Medical experts belief that relatively young population, may be the reasons for the low mortality rate in India
These data might have different explanations: 1) the number of tests carried out, 2) What is the structure of the population and geographical conditions, 3) the percentage of smokers, however there is no significant association found between smoking and severity of disease, 4) the possible existence of a different virus strain, 5) Male female ratio in a locality as well as in population. Here, we cannot ignore the role of ethnicity as there could also be some peculiar genetic characteristics of the population that may have an impact on the susceptibility to viral infection, the disease severity.
3. Conclusions
COVID-19, caused by SARS-CoV-2, is a global pandemic. SARS-CoV-2 is thought to infect host cells through ACE2 to cause COVID-19, while also causing damage to the myocardium. However, the specific mechanisms are uncertain. Patients with underlying CVD and SARS-CoV-2 infection have an adverse prognosis. Cardiovascular comorbidities are common in patients with COVID-19 and such patients are at higher risk of morbidity and mortality. However, it is not known if the presence of cardiovascular comorbid conditions pose independent risk or whether this is mediated by other factors such as age, Gender, smoking status etc. Therefore, particular attention should be given to cardiovascular protection during treatment for COVID-19.
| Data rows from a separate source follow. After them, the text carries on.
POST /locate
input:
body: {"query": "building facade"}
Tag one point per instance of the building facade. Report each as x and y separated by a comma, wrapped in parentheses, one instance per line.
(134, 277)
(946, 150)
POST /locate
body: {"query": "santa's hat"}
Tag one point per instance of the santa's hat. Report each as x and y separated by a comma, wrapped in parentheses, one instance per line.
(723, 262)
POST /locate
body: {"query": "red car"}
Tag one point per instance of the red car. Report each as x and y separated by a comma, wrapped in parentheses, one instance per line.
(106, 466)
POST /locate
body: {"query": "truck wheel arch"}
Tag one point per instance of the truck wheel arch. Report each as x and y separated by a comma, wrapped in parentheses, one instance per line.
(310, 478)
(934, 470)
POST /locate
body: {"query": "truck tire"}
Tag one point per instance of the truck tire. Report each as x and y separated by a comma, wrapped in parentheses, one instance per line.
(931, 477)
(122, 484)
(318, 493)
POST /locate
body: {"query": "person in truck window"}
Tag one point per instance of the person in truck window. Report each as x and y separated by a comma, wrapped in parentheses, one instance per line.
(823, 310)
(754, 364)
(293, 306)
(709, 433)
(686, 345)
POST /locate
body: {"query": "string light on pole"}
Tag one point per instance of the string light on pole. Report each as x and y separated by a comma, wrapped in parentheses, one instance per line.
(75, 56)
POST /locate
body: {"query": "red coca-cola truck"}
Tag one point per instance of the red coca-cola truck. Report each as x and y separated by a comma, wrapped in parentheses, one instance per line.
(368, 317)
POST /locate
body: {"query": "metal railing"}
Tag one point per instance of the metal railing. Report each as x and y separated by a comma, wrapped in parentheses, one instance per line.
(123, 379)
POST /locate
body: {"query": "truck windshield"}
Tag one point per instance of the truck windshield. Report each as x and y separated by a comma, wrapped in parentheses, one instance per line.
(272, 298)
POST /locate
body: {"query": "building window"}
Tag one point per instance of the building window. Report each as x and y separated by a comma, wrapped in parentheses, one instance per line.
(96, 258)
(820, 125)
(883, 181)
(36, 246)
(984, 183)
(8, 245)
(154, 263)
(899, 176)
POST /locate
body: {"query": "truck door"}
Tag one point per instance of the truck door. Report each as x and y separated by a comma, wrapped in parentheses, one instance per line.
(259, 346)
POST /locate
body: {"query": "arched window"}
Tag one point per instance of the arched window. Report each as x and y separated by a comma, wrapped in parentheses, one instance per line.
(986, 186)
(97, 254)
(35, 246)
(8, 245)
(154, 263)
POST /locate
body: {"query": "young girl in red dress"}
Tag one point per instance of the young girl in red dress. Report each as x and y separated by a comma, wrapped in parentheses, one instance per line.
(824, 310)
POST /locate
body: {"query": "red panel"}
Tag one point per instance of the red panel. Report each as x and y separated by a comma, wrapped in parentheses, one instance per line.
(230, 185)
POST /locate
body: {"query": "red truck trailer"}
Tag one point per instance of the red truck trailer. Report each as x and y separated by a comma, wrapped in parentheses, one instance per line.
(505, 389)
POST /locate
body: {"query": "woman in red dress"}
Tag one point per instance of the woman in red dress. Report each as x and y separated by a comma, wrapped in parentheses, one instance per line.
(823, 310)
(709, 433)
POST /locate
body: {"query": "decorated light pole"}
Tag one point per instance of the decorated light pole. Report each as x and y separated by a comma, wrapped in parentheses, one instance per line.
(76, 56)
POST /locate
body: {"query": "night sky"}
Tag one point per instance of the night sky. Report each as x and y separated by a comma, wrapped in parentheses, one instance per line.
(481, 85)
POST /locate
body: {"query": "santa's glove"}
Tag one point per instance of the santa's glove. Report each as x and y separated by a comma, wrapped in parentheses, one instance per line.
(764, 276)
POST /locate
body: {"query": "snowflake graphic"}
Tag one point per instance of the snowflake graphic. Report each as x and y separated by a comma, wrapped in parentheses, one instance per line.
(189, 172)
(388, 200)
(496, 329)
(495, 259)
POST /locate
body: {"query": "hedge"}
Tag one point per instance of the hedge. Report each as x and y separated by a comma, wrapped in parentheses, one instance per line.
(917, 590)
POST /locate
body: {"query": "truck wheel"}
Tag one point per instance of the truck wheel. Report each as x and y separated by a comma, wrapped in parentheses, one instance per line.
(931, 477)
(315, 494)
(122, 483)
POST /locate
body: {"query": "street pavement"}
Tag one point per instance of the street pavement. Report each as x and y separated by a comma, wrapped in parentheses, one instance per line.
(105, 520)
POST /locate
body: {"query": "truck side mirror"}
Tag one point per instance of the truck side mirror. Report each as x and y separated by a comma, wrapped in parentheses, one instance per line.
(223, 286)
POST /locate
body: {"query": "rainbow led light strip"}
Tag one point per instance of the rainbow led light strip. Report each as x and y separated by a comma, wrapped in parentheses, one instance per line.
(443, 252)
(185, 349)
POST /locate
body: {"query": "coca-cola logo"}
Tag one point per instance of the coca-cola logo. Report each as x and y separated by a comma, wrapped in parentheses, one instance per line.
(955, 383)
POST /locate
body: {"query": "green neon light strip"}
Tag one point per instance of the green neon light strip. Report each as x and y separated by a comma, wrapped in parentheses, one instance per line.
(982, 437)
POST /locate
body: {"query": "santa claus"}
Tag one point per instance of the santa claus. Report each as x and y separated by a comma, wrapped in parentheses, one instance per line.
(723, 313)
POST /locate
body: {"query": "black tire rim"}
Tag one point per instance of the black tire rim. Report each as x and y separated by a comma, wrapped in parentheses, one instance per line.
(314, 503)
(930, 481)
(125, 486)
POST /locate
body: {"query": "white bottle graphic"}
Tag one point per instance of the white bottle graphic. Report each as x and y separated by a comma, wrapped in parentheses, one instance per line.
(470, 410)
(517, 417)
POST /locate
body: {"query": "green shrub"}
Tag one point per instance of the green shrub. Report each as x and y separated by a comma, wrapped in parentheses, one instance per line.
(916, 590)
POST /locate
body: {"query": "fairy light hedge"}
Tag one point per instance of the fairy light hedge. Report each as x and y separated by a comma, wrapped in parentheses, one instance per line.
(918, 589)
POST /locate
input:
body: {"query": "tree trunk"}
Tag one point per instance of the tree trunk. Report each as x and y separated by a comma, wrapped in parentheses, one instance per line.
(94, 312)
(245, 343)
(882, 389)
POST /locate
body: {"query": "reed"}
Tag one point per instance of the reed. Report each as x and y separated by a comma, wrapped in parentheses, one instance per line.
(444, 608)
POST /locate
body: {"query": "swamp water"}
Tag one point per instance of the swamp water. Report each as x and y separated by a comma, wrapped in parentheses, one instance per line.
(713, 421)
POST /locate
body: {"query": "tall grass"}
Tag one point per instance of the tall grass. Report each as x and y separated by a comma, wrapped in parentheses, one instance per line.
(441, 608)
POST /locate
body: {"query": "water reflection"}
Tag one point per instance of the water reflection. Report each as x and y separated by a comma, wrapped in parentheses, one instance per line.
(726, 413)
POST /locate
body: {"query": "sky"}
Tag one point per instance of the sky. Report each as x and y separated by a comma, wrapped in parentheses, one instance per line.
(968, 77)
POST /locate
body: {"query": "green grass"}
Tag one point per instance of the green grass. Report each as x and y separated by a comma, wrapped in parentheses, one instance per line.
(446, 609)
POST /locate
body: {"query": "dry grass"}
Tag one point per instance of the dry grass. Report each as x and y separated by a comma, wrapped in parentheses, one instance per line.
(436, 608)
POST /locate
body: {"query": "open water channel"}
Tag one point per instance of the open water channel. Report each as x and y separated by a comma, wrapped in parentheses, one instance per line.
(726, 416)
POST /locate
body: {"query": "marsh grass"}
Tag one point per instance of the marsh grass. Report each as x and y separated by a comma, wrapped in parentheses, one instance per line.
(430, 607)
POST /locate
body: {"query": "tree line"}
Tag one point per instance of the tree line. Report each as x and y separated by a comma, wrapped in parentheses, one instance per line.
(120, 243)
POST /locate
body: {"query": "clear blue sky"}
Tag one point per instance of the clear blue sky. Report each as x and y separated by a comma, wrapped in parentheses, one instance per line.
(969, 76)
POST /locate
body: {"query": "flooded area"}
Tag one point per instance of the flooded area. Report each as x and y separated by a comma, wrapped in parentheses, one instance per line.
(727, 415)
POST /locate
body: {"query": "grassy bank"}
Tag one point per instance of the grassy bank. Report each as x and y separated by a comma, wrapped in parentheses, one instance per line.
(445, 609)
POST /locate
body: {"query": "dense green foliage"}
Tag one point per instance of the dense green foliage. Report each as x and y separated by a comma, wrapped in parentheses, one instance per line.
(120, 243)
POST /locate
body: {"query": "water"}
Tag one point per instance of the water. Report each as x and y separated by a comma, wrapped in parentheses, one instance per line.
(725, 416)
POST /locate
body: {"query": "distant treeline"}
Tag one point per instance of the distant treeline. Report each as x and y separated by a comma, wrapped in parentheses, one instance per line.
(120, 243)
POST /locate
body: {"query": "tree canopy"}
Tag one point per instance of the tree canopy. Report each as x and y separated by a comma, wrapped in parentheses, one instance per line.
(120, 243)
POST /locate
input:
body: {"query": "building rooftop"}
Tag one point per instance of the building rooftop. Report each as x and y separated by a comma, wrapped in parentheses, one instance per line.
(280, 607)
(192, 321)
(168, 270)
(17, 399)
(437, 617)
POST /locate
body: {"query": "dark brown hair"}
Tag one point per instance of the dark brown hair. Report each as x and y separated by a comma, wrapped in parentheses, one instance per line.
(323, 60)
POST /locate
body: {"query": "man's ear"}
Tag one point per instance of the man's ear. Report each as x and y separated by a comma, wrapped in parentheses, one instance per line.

The continuation of clinically indicated ACE inhibitor and ARB medications is recommended based on the available evidence at this time. There are a number of promising treatments under investigation, but none with proven clinical efficacy to date. Extensive efforts are underway to find specific vaccines and antivirals against SARS-CoV-2. Meanwhile, cardiovascular risk factors and conditions should be judiciously controlled per evidence-based guidelines. Ethnicity might be playing some role as there could be some peculiar genetic characteristics of the population that may have an impact on the susceptibility to viral infection, the disease severity. In addition to ACE2, are there any other targets for SARS-CoV-2 invasions such as APN, DPP4, AGO4, IFITM3, HSPA1B, ITGB6, TMPRSS2 and Cathepsin. These novel targets might provide some useful leads to guide scientific researchers to explore the molecular targets. Present review could help determine the researchers to define the molecular targets and clinical presentation of the virus, identify risk factors for infection to develop effective treatments and preventive interventions in COVID-19.
Funding support
This review is supported with grant from Department of science and Technology, India [WOS-A/LS/633/2017] to Dr. Kamna Srivastava.
Declaration of Competing Interest
The author declare no conflict of interest involved.